夜になると、イワレビコは一人、幕営の端に座り込んで剣を磨いていた。その顔には穏やかな笑みは消え、代わりに冷酷な光が宿っていた。
(兄たちは油断している。だが、俺がこの戦で最も大きな手柄を立てれば、誰も俺を無視できなくなるだろう。)
彼は静かに剣を見つめながら、心の中で計画を練っていた。
その夜、イワレビコの陣営では別の緊張が走っていた。幕営の一角で、一部の兵士たちが小声で話し合っていた。

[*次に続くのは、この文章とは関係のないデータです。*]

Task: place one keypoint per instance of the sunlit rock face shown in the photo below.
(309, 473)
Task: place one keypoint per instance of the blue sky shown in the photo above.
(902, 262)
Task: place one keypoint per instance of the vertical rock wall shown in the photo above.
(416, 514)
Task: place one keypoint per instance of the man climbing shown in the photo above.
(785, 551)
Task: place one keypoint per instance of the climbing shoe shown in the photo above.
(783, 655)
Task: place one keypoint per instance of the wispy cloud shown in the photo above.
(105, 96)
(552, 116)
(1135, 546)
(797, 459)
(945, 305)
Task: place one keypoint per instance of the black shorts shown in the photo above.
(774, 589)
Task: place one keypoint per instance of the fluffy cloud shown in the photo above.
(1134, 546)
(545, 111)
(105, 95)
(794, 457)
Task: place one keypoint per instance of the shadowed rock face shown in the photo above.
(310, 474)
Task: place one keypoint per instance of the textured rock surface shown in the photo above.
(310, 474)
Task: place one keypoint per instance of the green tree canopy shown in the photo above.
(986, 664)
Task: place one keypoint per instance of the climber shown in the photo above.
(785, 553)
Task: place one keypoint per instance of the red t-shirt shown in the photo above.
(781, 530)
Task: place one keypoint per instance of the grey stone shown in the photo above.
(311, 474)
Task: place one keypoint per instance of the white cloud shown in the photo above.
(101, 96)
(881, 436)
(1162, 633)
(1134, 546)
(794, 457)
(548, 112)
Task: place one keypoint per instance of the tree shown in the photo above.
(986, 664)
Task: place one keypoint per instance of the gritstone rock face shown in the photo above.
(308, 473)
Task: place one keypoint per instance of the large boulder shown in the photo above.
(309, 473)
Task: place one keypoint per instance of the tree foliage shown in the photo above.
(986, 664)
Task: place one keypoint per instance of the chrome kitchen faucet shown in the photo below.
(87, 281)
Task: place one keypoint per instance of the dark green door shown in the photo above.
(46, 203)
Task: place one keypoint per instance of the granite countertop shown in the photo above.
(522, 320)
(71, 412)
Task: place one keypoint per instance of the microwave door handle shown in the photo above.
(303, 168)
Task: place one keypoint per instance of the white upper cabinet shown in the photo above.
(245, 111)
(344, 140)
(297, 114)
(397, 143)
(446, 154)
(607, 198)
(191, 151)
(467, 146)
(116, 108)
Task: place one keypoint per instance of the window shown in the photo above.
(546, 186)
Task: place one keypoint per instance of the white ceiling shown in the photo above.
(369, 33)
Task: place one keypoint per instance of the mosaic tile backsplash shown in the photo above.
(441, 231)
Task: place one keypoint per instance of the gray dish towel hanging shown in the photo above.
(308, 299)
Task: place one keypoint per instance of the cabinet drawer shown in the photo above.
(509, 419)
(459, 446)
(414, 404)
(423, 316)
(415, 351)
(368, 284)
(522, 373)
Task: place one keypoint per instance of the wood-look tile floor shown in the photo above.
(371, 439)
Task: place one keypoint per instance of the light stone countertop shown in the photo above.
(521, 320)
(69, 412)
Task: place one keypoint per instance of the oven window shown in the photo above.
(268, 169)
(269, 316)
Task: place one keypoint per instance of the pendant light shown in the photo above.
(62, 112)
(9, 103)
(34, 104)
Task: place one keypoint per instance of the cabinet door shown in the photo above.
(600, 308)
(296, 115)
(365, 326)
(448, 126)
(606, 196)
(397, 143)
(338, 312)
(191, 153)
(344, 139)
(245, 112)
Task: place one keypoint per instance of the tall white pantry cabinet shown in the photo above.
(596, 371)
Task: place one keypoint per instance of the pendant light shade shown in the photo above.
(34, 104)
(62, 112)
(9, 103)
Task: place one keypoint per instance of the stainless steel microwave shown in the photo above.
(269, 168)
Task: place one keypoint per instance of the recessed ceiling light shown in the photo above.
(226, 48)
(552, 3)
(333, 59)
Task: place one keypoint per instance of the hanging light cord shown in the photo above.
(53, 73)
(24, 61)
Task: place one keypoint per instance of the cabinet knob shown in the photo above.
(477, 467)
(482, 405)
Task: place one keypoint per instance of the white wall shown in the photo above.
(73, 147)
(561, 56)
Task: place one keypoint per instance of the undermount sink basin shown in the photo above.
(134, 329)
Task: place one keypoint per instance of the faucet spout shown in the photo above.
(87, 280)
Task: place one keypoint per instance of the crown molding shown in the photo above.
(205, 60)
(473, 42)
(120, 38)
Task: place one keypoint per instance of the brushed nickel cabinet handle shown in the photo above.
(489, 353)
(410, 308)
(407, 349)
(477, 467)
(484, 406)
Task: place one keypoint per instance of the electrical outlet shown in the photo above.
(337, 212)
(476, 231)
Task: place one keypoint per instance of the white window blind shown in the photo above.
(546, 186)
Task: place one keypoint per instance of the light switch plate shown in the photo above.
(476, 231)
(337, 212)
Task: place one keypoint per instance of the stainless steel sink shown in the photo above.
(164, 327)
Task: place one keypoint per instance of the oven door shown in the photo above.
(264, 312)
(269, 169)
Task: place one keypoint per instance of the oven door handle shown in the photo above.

「イワレビコ様は、やはり何か企んでいるのではないか?」
「そうだとしても、彼の指揮能力は優れている。従っておいた方が得だろう。」
彼らの会話はすぐにかき消されたが、その場には薄暗い野心の影が漂っていた。
翌朝、イワレビコは兄たちと共に戦略の最終確認を行っていた。彼は相変わらず従順な態度を崩さず、兄たちの指示に従っているように見えた。
しかし、心の中ではこう呟いていた。
(俺は兄たちの後塵を拝するつもりはない。この戦で、俺こそが未来の大王だと証明してみせる。)
その目に宿る鋭い光は、まだ誰にも気づかれていなかった。